2. Tendo a decisão proferida no mandato de segurança impetrado pela Editora Inúbia Ltda. Afirmado não existir nos autos provas de imposição de censura por ato do Presidente da República, reitero a autorização de que a Polícia Federal estabeleça censura quanto ao período OPINIÃO.

(a) Emilio Garrastazu Médici – Presidente da República’

Um detalhe escabroso de tudo isso é que o tal despacho citado no ítem 1 (de 30 de março de 1971) teria sido secreto, nunca fora revelado.

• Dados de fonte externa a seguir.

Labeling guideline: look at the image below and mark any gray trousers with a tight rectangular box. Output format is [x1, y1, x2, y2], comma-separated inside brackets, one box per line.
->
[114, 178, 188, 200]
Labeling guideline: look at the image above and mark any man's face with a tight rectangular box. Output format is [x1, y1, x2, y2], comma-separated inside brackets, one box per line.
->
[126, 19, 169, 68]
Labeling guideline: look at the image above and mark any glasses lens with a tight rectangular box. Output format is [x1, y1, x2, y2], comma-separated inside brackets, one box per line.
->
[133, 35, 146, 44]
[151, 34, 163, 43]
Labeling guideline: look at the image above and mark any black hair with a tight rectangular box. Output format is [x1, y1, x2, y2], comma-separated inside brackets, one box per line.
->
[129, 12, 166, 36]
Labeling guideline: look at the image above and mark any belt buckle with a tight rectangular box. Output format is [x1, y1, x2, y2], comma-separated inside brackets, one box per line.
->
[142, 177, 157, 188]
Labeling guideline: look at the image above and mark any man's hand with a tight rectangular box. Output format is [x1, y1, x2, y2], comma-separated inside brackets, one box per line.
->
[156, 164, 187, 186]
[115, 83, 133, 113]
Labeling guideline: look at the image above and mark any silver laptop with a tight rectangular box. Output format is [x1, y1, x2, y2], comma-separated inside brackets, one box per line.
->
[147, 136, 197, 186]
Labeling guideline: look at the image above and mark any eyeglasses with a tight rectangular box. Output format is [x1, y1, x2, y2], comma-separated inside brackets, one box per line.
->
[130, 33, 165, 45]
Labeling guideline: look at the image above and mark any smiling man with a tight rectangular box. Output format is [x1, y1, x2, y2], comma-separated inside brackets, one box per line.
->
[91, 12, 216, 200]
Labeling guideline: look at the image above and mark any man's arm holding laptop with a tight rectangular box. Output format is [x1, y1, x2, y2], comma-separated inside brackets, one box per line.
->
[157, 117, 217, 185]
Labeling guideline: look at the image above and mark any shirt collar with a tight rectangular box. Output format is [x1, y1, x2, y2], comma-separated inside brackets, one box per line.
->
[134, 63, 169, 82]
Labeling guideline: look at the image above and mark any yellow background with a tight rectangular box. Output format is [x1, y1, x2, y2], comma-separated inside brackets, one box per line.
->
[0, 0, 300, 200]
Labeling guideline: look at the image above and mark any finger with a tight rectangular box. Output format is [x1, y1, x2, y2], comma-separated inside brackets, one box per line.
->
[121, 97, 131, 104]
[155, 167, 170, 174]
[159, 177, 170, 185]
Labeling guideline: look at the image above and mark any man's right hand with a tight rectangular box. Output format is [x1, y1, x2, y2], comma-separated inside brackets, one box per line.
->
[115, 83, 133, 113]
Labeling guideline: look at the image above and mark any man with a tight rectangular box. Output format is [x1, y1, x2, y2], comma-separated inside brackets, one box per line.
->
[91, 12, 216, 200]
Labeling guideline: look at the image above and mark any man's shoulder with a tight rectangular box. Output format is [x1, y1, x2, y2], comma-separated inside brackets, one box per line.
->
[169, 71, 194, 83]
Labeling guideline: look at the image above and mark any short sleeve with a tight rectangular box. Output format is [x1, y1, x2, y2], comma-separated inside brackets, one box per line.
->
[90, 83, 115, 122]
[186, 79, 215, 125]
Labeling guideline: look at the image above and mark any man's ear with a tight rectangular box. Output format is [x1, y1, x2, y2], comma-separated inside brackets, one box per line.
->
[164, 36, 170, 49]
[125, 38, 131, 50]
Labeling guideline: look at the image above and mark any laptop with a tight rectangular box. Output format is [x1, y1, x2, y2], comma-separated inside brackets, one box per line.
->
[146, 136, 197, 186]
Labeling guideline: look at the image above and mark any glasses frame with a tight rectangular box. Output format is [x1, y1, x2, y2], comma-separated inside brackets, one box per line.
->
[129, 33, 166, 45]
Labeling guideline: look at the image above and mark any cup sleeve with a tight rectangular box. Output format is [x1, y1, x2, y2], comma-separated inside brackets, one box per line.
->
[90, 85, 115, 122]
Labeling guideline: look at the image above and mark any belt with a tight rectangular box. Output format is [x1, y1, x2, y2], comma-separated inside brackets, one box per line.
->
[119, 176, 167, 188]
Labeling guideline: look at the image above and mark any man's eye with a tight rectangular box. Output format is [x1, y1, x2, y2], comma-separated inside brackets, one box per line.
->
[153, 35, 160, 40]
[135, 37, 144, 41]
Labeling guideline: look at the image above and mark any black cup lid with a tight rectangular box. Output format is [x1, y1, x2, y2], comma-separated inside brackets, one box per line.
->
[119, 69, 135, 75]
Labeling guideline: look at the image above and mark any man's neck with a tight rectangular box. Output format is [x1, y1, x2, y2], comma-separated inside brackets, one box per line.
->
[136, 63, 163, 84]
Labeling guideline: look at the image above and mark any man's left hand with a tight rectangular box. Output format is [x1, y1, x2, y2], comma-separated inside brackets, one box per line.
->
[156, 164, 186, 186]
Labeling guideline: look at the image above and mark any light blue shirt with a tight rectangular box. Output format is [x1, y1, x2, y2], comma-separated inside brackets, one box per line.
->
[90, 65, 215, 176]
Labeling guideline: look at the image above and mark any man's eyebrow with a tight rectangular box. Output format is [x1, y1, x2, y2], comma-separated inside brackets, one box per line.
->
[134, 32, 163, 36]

Assim, o mandado de segurança de Opinião tivera no mínimo o mérito de forçar a ditadura ou a revelar a existência de ‘despachos secretos’ (como sabemos, havia também ‘decretos secretos’), ou a fabricar um às pressas (e a posteriori), na obsessão de forjar cobertura jurídica para invalidar a decisão do TFR.

A mesma mídia covarde que hoje apregoa compromisso com a liberdade de imprensa – em ataques torpes ao governo Lula e especialmente a outros governos do continente, como o da Venezuela – acovardava-se então. Em 1973, recebeu uma lição de coragem cívica, dada por Gasparian, Opinião e o advogado Adauto Lúcio Cardoso. O Estadão, pelo menos, ainda noticiou o fato discretamente em sua primeira página do dia seguinte. O resto da mídia, nem isso.’